City of Spanish Fort

             

The Alabama Department of Transportation is getting ready for the beginning of hurricane season on June first. Drivers in South Alabama will be seeing more workers along Interstate 65 tomorrow. 

Josh Phillips is a spokesman for the Alabama Department of Transportation. He says they will be conducting a drill to practice reversing the traffic flow between Mobile and Montgomery.

“It’s an exercise to help us prepare for an event that would cause an evacuation that we call contraflow we would take I-65 and use all lanes to flow northward away from the coast in the event of a hurricane or something like that.”

Traffic won't be affected, and drivers will stay in their normal lanes. But workers will do a dress rehearsal of the actions needed to make the southbound lanes flow northward.

A program is available to help people get a better understanding of Social Security.  The program is called “My Social Security.” It helps people of all ages get a better sense of how social security works.
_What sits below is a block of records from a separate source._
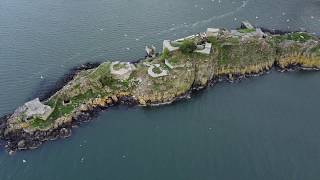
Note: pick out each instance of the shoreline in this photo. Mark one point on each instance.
(65, 130)
(24, 139)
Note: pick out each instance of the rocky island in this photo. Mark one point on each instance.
(184, 66)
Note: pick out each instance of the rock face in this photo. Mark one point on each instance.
(159, 80)
(32, 109)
This program can help over 1 Million Alabamians understand what happens under Social Security if they’re retired, a survivor of a deceased worker, or if they suffer a severe and prolonged disability. BJ Jarrett is a spokesman for the Social Security Administration’s National Press Office. He says the program will make everyone’s life easier.

“It is important for us that we try and meet people in the way they want to do business with us. Obviously more and more people are going online more and more seniors are going online today than ever before so we want to give them that flexibility to be able to do business with us that way.”
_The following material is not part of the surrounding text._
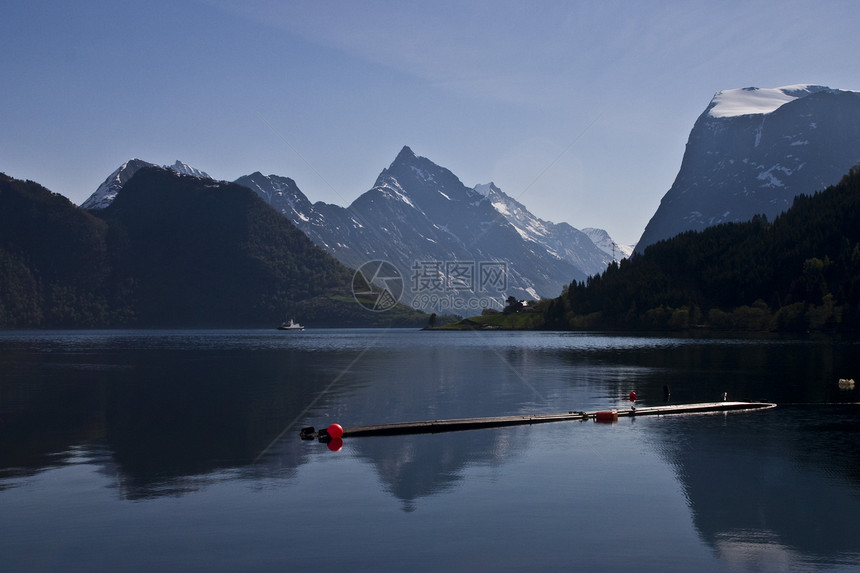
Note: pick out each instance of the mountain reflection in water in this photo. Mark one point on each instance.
(167, 415)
Jarrett added people of all ages should be aware of all the things Social Security has to offer.

A federal appeals court is ordering a new hearing for an Alabama man sentenced to die for a double murder in Birmingham.
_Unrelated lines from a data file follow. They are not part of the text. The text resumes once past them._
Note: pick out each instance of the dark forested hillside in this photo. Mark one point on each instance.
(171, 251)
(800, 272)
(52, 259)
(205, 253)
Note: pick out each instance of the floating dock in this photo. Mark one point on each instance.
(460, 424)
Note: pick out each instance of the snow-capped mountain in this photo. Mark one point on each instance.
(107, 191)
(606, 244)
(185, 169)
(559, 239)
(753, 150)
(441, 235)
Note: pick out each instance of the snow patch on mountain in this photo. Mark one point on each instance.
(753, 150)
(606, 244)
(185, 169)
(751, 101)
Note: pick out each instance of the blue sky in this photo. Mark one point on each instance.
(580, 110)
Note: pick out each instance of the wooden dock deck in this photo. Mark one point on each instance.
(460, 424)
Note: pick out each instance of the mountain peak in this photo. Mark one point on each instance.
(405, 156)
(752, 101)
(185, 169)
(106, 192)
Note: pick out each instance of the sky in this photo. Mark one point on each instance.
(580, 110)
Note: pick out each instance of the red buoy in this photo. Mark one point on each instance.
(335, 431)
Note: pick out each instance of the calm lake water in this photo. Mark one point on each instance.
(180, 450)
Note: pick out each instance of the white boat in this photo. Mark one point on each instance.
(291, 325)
The 11th U.S. Circuit Court of Appeals ruled Monday that trial attorneys didn't show jurors enough evidence about Renard Marcel Daniel's horrible childhood.

Daniel's conviction stands in the shootings of John Brodie and Loretta McCulloch in 2001. But judges say the 41-year-old Daniel should get a hearing about his sentence.

The court says defense lawyers didn't show jurors sufficient evidence about a childhood the judges called "nightmarish."

The opinion says Daniel was 3 when his mother killed his father with a shotgun, and he was later subjected to other forms of abuse.